Рядом стоял очкастый мальчик из их третьего отряда. По прозвищу Ужик.
3
Звали его Глеб. А фамилия была Капитанов.
Он так и сказал на сборе знакомства: Глеб Капитанов. Но многие поняли это как “Глебка Питанов”. Прозвища в первый день лепили наскоро – сокращая фамилии. Но “Пита н” было непонятно. Почти сразу переделали в “Питон”. А потом кто-то из лагерных остряков заметил:
– Не питон, а кобра, потому что очковая змея.
Но “Кобра” тоже не прижилась. Рассудили, что кобра – змея грозная и ядовитая, не подступись. А Глебка был из тех, кто муху не обидит. И потому еще один остряк внес поправку:
– Не кобра, а безобидный уж. Хоть узлом завязывай – не укусит…
Ужей в окрестностях лагеря было множество, их не боялись даже девчонки. И все согласились, что Глебка по натуре своей смирный, как уж. Кроме того, ужи отмечены были желтыми пятнышками, а Глебка – редкими желтыми веснушками. Впрочем, они были почти незаметны.
Но “уж”, слово слишком короткое, неудобное. И стал Глебка не “Уж”, а “Ужик”. Это еще больше ему подходило…

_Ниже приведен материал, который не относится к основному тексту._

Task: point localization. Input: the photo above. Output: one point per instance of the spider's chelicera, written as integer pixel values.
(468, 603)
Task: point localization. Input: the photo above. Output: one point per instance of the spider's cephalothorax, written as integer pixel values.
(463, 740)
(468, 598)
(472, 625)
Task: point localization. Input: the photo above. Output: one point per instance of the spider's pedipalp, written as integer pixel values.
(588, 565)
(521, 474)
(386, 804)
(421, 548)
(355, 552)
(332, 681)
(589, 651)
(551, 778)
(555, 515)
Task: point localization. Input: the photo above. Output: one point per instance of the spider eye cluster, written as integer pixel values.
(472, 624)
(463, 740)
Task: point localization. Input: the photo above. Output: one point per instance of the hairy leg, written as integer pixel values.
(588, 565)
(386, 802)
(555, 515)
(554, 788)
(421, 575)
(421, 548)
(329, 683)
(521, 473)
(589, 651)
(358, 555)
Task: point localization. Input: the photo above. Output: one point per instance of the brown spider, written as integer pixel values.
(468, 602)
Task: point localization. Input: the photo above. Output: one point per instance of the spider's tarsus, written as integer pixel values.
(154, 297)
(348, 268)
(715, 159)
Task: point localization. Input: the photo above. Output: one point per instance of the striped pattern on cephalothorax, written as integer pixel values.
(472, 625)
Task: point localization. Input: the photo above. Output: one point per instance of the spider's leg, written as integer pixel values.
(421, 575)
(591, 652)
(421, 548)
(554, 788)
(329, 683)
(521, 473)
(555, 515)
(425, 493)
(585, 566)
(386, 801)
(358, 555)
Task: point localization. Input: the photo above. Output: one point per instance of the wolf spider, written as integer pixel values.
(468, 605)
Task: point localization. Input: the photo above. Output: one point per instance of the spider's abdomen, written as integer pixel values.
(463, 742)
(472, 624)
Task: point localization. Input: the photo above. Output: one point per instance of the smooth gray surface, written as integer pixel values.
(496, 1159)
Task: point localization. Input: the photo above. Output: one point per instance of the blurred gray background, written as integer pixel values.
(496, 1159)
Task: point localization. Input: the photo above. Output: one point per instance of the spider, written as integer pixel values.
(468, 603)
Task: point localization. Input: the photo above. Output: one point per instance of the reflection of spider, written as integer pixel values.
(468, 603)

Несмотря на тихий характер, “лагерным тютей” Глебка не сделался. Его не обижали. Сперва, с подначек Мумы, пробовали приставать, но Глебка смотрел в ответ с какой-то непонятной жалостью. Не к себе, а к обидчику, Серые глаза его за очками были спокойными и снисходительными: “Странные вы люди. Что за радость изводить человека?” И любители изводить один за другим отступились.
Ужик не участвовал ни в шумных играх, ни в проказах и дисциплину почти не нарушал. Почти – потому что однажды вожатая Валя подняла крик: узнала, что ее пионер Глеб Капитанов без спросу ходит к реке.

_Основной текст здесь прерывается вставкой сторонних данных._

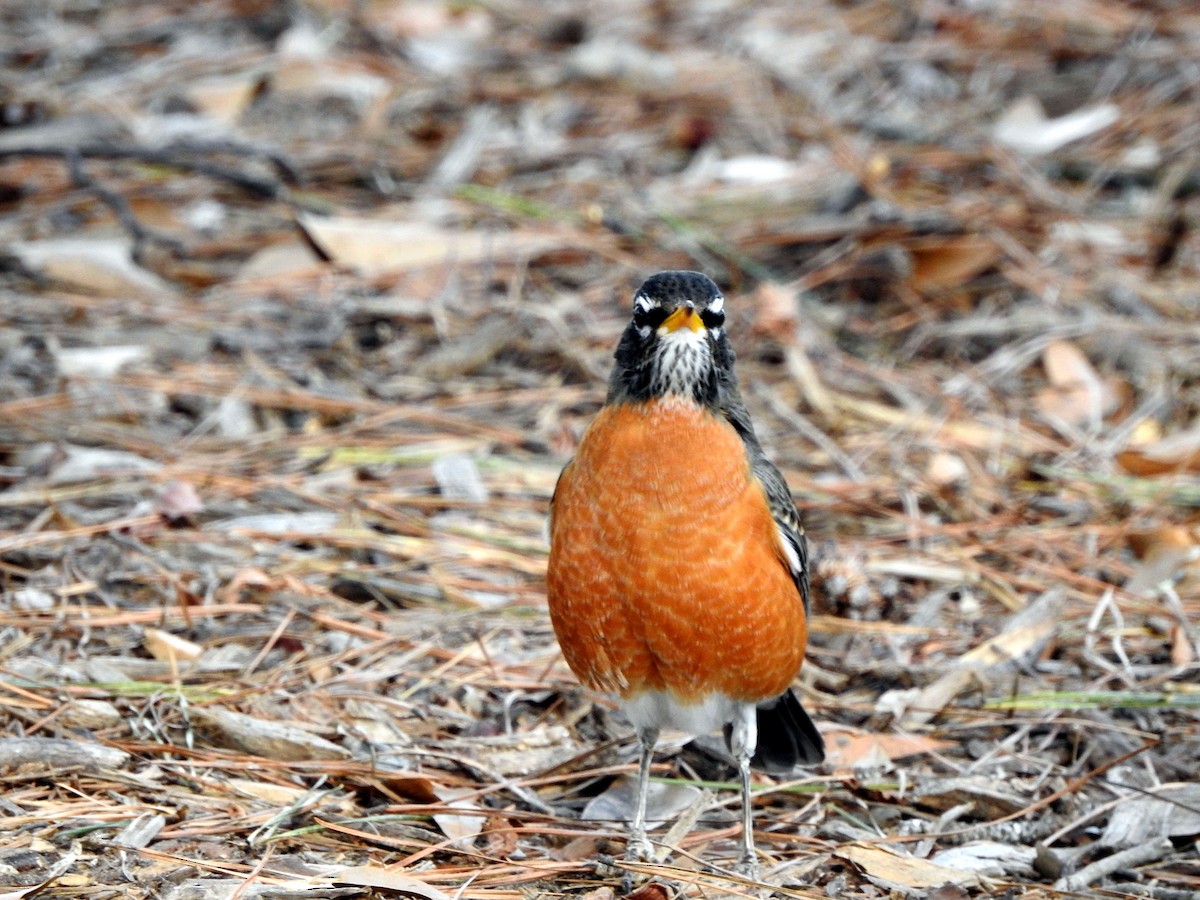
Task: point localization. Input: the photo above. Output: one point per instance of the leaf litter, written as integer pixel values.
(303, 309)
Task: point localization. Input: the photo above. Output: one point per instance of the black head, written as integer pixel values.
(676, 343)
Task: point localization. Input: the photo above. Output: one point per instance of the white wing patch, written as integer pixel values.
(790, 555)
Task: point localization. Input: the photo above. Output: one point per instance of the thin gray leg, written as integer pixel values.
(743, 742)
(639, 846)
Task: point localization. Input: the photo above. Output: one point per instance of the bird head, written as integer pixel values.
(675, 346)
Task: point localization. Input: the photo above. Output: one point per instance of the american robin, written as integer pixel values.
(678, 568)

С рекой шутки были плохи, Она – совсем не широкая, но быстрая, вся в упругих струях течения и воронках. Купаться в ней разрешалось не везде, а только в одной заводи, в огороженном “лягушатнике”. Да и то под строгим наблюдением вожатых и физрука Бори. Пацаны из ближней деревни – те купались где угодно, потому что смелые и без нянек-воспитателей. Но смелость обходилась им недешево: почти каждое лето кто-нибудь из деревенских тонул.
Поэтому насчет реки правило было железное: без спросу и в одиночку на берег ни шагу. И вдруг – самовольщик! Нарушитель! И ни кто-нибудь, а тихий Ужик!
Ужик в ответ на вопли и упреки Валентины пожимал плечами и негромко ей втолковывал:
– Ну, посудите сами, что со мной может случиться? Я же просто сижу на берегу и ничего не нарушаю. Даже близко к воде не подхожу. Только так, чтобы камешек бросить.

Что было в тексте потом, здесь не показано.